Study Session Considers Golden Globes, Preferential Parking Program

The Nov. 15 City Council Study Session was a look into the near future, discussing an event and a program launch both scheduled to occur in 2023. Mayor Lili Bosse and the rest of approved street closures related to the upcoming Golden Globe Awards and the Preferential Parking Program.

The discussions about the program were, in effect, a recap and continuation of a Town Hall meeting two weeks ago. City Council was reminded of the proposed changes with license plate recognition technology and the use of “permit by plate,” a newly acceptable alternative to hangtags for vehicle verification.

Once again, consultant Julie Dixon and Beverly Hills Police Department (BHPD) representatives fielded questions on the scheduled 2023 relaunch, this time in hopes of earning City Council approval.

“The system remains very much the same,” Chief of Police Mark Stainbrook said. “It’ll give us information to fight crime and provide better security in the city.”

This time, the most common concern from audience members was the same as the previous Town Hall: resident reporting with the lack of a visual indicator. Councilmembers asked a more varied spread of topics, from fiscal impact to forged parking credentials.

Throughout their presentation, Dixon, Stainbrook and BHPD Sergeant David Tomlin emphasized the importance of messaging prior to the “soft launch” in February. All three argued that increased public awareness would help the implementation in its early stages. 

“It’s really about education and outreach,” Dixon said. “Letting folks ask questions, anything that they need to understand about signup.”

Ultimately, the proposal received unanimous support from City Council. 
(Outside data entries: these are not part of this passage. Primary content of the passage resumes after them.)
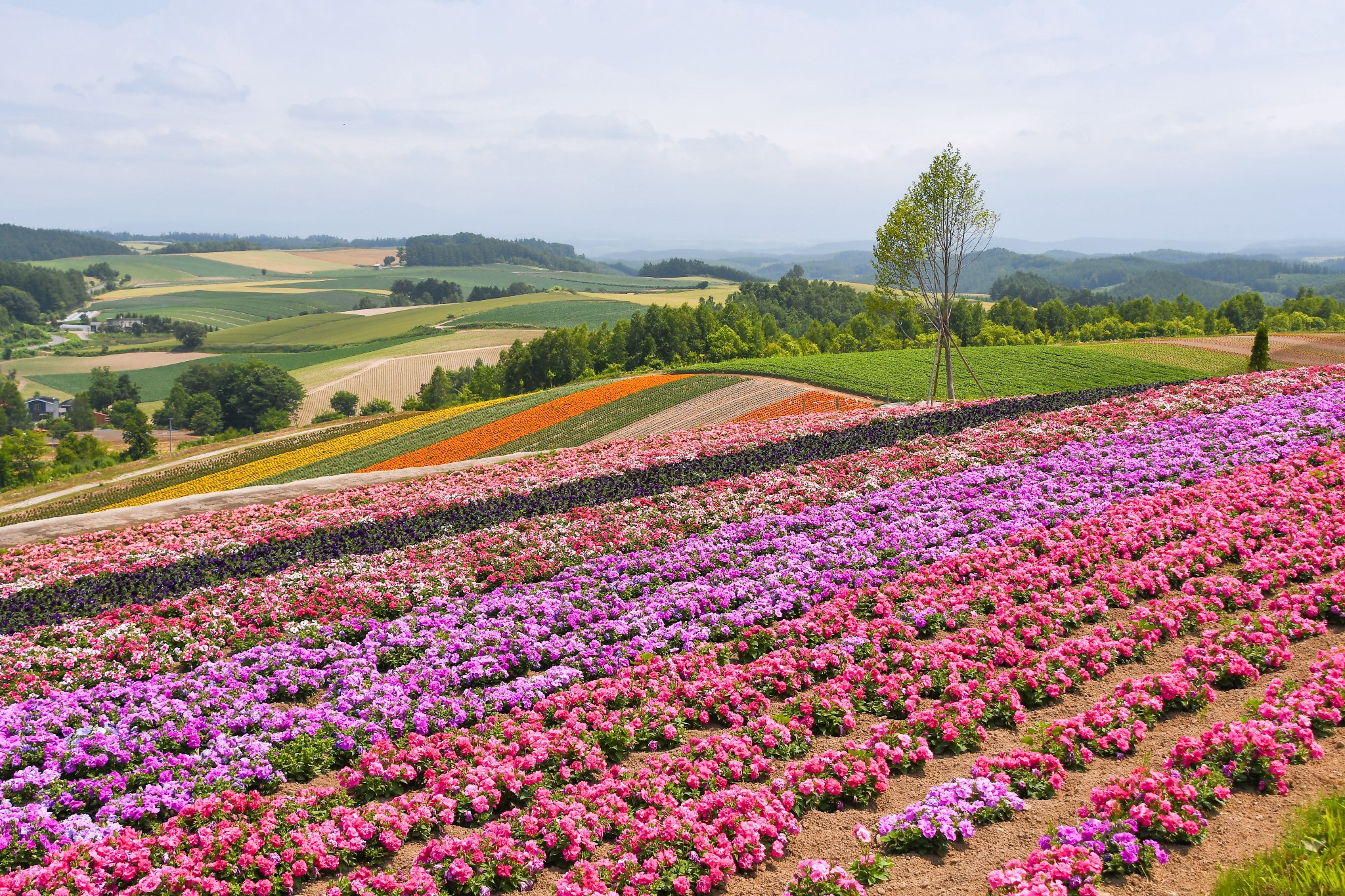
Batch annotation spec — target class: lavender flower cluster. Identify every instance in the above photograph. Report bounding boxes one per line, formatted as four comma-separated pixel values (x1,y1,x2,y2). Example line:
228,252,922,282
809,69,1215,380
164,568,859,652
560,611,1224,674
877,778,1026,853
The second and final agenda item began with an overview of the upcoming 80th Golden Globe Awards from the Community Development Department’s Stephanie Murillo. The Golden Globes, which have taken place at The Beverly Hilton every year since 1974, have become an annual city tradition – both the Hilton and the Waldorf Astoria are set to host studio after parties, as usual.

NBC will televise the television awards ceremony on Jan. 10, 2023, after the 2022 Golden Globes were not aired due to a lack of diversity within the Hollywood Foreign Press Association. The Globes will take place on a Tuesday for the first time in over 50 years, mostly to avoid scheduling conflicts with the NFL.

“[The Golden Globes] spotlights the city of Beverly Hills as the heart of the entertainment industry,” Murillo said. “To ensure the safety and protection of the community and event attendees are served, various streets and sidewalk closures surrounding the event will be fully or partially closed.”

After Murillo and a BHPD lieutenant spoke about security personnel, Dick Clark Productions (DCP) staff members were invited to the microphone to preview the event.

“We’ll have a wonderful party, big new sets, a wonderful red carpet,” DCP Vice President of Production Fonda Anita said. “It’s great to have high-profile guests, but we are very cognizant of how we impact the locals nearby.”

Councilmember Lester Friedman raised points about traffic concerns for the Tuesday timeslot and the use of drones for camera angles. In response to production-focused questions from Councilmember John Mirisch, DCP representatives promised an “immersive” set featuring innovative views, camera angles, and presentation features.

“I’m also obviously supportive; this is a tradition in Beverly Hills,” Vice Mayor Julian Gold said. “We like to not only honor Dick Clark’s memory, but his good sense to understand that this event belongs here.”

From previous generations’ stars such as Frank Sinatra, Sammy Davis Jr., and Elizabeth Taylor to more recent entertainers like Jennifer Aniston and Eddie Murphy, many of the Globes most recognizable guests over the years have been Beverly Hills residents themselves. 

In his speech to the councilmembers, DCP Executive Vice President of Television Barry Adelman agreed with Gold’s comments – the location was now in the event’s DNA.

“[Clark] called me one night when he was thinking about the Globes, and he said to me, ‘Please, whatever you can do, don’t let them ever move the show out of Beverly Hills,'” Adelman said. “He believed there was some magic going on at that hotel.”